Of course, with your own you do what you want, but if doing someone elses car, and you feel called to take the wheels off, use of a 40 quid halfrauds torque wrench will give you *some* peace of mind.


----------



## theshrew (May 21, 2008)

RnRollie said:


> i do not agree... what is "tight" ?
> it might have a completely different meaning if you are a 300 lbs bodybuilder then if you are an 80 lbs wimp
> there are also differences if it are steelies or alloys. Its actually quite easy to overtighten and damaging an alloy wheel. Or worse, dont tightem enough.
> 
> Of course, with your own you do what you want, but if doing someone elses car, and you feel called to take the wheels off, use of a 40 quid halfrauds torque wrench will give you *some* peace of mind.


Well lets face it it aint rocket science :speechles

Just takes a bit of common sence. If you have taken the wheel off you will have a bit of a indication of how tight they were to undo. The only thing you will ever need a tourque wrench for is for doing a head gasket or something similar.


----------



## Dixondmn (Oct 12, 2007)

There seems to be a school of though amongst odler people, to only tighten your wheel nuts as tight as you are prepared to un-tightnen then again. But I'd certainly recommend a torque wrench for all wheel nuts. Nuts and bolts have design tollerances and you can easily exceed them if your doing stuff by feel of touch (guess work)

Think about how hot your wheels get and the effect of this on an overtightend nut.

As someone else mentioned, do what you want on your own car, but i certainly would recommend giving out advice like that on a public forum.


----------



## Dave Spalding (Apr 16, 2008)

My opinion - I remove my wheels to clean them i use either a power bar or one of those extendable wheel braces. I tend to lean on the bar till it stops then give it a wee tweek after that. Im more than comfortable with that and when ever any of my mates remove wheels for any reason we all do the same. However if I was running a business or charging for a service I would invest in a torque wrench, after all its £40 that could save you hundreds of thousands in law suits.

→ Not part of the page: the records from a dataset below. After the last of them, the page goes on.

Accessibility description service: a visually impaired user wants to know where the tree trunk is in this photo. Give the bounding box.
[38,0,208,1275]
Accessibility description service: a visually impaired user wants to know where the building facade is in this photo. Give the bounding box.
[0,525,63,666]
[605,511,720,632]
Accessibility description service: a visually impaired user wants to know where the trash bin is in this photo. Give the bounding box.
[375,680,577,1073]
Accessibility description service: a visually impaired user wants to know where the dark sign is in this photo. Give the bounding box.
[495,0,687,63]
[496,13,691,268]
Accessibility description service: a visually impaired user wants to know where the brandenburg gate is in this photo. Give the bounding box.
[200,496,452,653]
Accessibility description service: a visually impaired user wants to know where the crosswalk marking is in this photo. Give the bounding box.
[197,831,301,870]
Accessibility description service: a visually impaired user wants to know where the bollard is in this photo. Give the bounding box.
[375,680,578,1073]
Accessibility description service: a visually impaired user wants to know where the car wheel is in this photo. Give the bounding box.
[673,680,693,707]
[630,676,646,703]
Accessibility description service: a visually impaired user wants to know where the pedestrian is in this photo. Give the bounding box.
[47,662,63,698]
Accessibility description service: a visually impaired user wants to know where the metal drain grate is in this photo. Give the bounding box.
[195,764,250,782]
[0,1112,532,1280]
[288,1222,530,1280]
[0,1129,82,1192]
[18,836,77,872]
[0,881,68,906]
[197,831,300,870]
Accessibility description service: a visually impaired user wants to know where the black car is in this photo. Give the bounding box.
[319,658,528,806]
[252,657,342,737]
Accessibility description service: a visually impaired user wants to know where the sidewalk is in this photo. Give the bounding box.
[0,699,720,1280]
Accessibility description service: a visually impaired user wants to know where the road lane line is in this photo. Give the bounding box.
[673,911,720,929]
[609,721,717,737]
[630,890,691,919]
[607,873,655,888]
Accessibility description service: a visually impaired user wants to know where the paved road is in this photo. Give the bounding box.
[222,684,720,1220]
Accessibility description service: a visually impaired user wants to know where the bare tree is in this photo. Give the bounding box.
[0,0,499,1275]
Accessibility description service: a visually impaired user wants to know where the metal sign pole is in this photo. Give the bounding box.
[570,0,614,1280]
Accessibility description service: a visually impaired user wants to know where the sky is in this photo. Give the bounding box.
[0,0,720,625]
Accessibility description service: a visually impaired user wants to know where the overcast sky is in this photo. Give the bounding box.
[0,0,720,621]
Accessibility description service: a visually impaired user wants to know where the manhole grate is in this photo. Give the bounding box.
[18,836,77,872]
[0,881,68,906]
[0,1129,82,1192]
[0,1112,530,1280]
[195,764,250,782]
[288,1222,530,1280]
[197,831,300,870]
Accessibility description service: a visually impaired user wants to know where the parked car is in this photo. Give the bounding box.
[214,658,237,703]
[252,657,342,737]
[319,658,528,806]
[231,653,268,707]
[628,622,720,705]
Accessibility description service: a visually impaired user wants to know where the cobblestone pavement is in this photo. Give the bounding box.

I must stress I am not advising people to follow my technique as the tightness could vary massively with weight and what you consider a "wee tweek" its just my opinion and im yet to have a wheel fall off, well except on a car i bought where i hadnt toched the wheels but that was due to a missing spigot ring :lol:


----------



## theshrew (May 21, 2008)

Dave Spalding said:


> My opinion - I remove my wheels to clean them i use either a power bar or one of those extendable wheel braces. I tend to lean on the bar till it stops then give it a wee tweek after that. Im more than comfortable with that and when ever any of my mates remove wheels for any reason we all do the same. However if I was running a business or charging for a service I would invest in a torque wrench, after all its £40 that could save you hundreds of thousands in law suits.

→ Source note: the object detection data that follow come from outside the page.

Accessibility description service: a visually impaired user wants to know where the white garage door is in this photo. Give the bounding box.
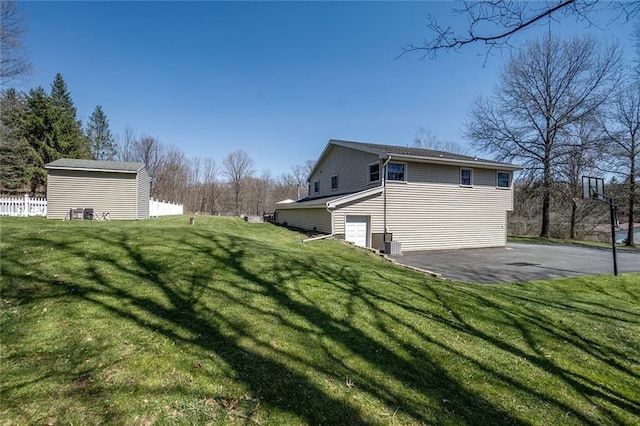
[344,216,369,247]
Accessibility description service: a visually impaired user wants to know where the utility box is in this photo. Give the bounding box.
[384,241,402,255]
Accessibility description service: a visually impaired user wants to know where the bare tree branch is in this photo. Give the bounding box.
[400,0,640,59]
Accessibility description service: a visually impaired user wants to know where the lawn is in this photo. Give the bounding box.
[0,216,640,425]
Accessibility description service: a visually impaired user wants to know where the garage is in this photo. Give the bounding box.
[344,216,370,247]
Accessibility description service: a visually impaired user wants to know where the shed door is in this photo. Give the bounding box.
[344,216,369,247]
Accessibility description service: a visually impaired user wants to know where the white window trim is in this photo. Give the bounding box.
[329,173,340,191]
[458,167,473,188]
[496,170,513,189]
[367,160,383,183]
[384,161,409,183]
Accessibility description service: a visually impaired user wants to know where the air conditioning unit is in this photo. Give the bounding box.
[384,241,402,255]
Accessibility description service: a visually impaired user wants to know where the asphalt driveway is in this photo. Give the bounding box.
[391,243,640,283]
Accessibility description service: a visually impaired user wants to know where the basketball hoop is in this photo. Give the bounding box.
[574,176,620,275]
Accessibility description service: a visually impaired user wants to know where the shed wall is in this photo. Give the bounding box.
[47,169,140,219]
[137,168,151,219]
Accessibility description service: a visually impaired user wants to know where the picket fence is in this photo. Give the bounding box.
[0,195,184,217]
[0,195,47,216]
[149,198,184,217]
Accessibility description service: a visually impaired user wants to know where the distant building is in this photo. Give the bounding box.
[45,158,150,220]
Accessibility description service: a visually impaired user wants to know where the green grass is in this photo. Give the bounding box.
[508,236,640,250]
[0,217,640,425]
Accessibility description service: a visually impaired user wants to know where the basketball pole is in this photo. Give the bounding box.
[609,198,618,277]
[582,176,618,277]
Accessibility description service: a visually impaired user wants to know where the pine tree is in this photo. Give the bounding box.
[50,73,91,158]
[0,89,30,192]
[87,105,116,160]
[22,87,55,193]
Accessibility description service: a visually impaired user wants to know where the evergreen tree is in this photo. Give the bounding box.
[22,87,55,193]
[87,105,116,160]
[0,89,31,192]
[50,73,91,158]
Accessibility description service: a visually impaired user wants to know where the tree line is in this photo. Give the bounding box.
[0,74,313,215]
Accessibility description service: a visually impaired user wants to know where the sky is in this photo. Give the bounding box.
[17,1,633,176]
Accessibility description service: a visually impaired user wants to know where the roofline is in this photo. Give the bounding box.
[44,164,144,173]
[276,200,327,210]
[276,186,384,210]
[307,139,523,177]
[385,154,523,171]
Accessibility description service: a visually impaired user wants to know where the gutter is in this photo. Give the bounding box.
[301,233,333,243]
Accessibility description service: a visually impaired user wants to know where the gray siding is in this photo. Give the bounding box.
[47,169,141,219]
[387,163,513,251]
[277,208,331,234]
[309,145,382,198]
[137,168,151,219]
[333,194,384,234]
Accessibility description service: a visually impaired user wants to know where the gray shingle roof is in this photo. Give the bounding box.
[45,158,144,173]
[329,139,509,166]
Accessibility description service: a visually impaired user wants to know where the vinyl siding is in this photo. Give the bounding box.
[387,163,513,251]
[138,168,151,219]
[309,145,382,198]
[47,169,141,219]
[277,208,331,234]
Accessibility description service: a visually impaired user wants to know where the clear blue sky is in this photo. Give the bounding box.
[18,2,632,175]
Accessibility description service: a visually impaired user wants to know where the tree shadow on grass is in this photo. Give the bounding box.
[4,221,636,424]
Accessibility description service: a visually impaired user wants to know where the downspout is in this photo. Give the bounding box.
[302,203,334,243]
[382,155,391,243]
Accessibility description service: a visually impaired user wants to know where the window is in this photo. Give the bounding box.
[369,162,380,182]
[387,163,407,182]
[460,169,473,186]
[496,172,511,188]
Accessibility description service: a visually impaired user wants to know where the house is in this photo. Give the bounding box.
[276,140,521,252]
[45,158,150,219]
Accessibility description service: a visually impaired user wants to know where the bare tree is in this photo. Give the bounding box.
[413,127,468,155]
[116,126,136,162]
[222,150,254,216]
[557,117,604,239]
[466,37,620,238]
[0,0,31,86]
[403,0,640,58]
[154,147,190,203]
[604,78,640,246]
[200,158,219,214]
[132,135,165,196]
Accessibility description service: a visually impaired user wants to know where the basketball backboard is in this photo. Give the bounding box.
[582,176,605,200]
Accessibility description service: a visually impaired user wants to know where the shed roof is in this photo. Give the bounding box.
[45,158,144,173]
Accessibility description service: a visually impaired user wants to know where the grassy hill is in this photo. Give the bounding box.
[0,216,640,425]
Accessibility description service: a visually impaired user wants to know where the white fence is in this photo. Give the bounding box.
[0,195,47,216]
[0,195,184,217]
[149,198,184,217]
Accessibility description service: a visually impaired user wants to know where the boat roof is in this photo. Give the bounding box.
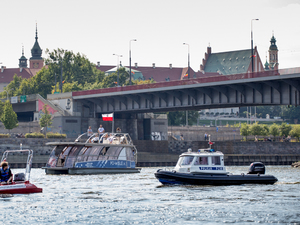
[46,133,135,147]
[179,148,224,157]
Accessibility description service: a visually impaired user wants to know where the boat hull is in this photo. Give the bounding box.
[44,167,141,175]
[0,182,43,194]
[155,170,278,185]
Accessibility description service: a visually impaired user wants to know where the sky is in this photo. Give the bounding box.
[0,0,300,71]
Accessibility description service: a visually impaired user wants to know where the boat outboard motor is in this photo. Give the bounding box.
[248,162,266,174]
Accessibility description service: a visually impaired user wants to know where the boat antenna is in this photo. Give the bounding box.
[208,134,213,149]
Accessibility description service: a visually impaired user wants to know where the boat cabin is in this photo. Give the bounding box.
[46,133,137,168]
[174,149,227,174]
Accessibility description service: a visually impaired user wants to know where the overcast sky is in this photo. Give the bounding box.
[0,0,300,71]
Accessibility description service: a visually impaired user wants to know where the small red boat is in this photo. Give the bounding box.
[0,149,43,194]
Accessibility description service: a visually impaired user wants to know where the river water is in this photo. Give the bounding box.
[0,166,300,224]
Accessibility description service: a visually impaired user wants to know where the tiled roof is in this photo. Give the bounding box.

Nothing wrong with what you do there mate. I no what your saying about Tourque wrench. I used to be on the spanners when i was younger and can honestly say ive never used one. How often do you see anyone use one ? I bet if you sat in a garage or a tyre place for a week you would ever even see one let alone someone usin one.


----------



## Garry.L (Jun 4, 2008)

Remove my wheels once every few months or so to clean the rears and under arch area....














































Comes up quite well for an 7 year old car and all the above is standard OE...


----------



## moisty (May 29, 2008)

theshrew said:


> Nothing wrong with what you do there mate. I no what your saying about Tourque wrench. I used to be on the spanners when i was younger and can honestly say ive never used one. How often do you see anyone use one ? I bet if you sat in a garage or a tyre place for a week you would ever even see one let alone someone usin one.


The thing is you, like me, has an in-built torque wrench from being in the motor trade. We can tell by feel how tight a nut or bolt should be. I'll bet that even when you use a torque wrench for headbolts you pretty much know exactly when it is about to click?
But you have to remember that most people don't have that luxury and without something they can measure the torque with they could be well off the mark!! I would suggest that people should at least borrow a torque wrench and have a practice with it on their car so as to calibrate themselves...they'll soon learn how tight wheelnuts should be...or just buy one for peace of mind!:thumb:


----------



## abd1973 (Aug 27, 2007)

Just out of interest after reading all of this what sort of level or torque should be applied to an alloy or a steel wheel.? And does it differ for different cars / wheels ?

There is no point in torquing them on if you dont know what it should be.


----------



## Saqib200 (May 13, 2008)

I always torque up the wheel nuts on my car (i use a snap-on one - bought a nice one 'cos i use it so often).

Alloy Wheels generally 110 Nm.

My Focus ST is 130Nm ( when released Ford stated 90 Nm, then upped this to 110 Nm, and it is now 130 Nm).

Steel wheels maybe a touch higher, but 130Nm is enough.

We should always think - if one of our sister's or mother's had a flat tyre, would they be able to loosen the wheel nuts? And thats how tight you should do them up. I was taught to tighten wheel nuts with one hand for this reason. I now use a torque wrench because its more consistent.


----------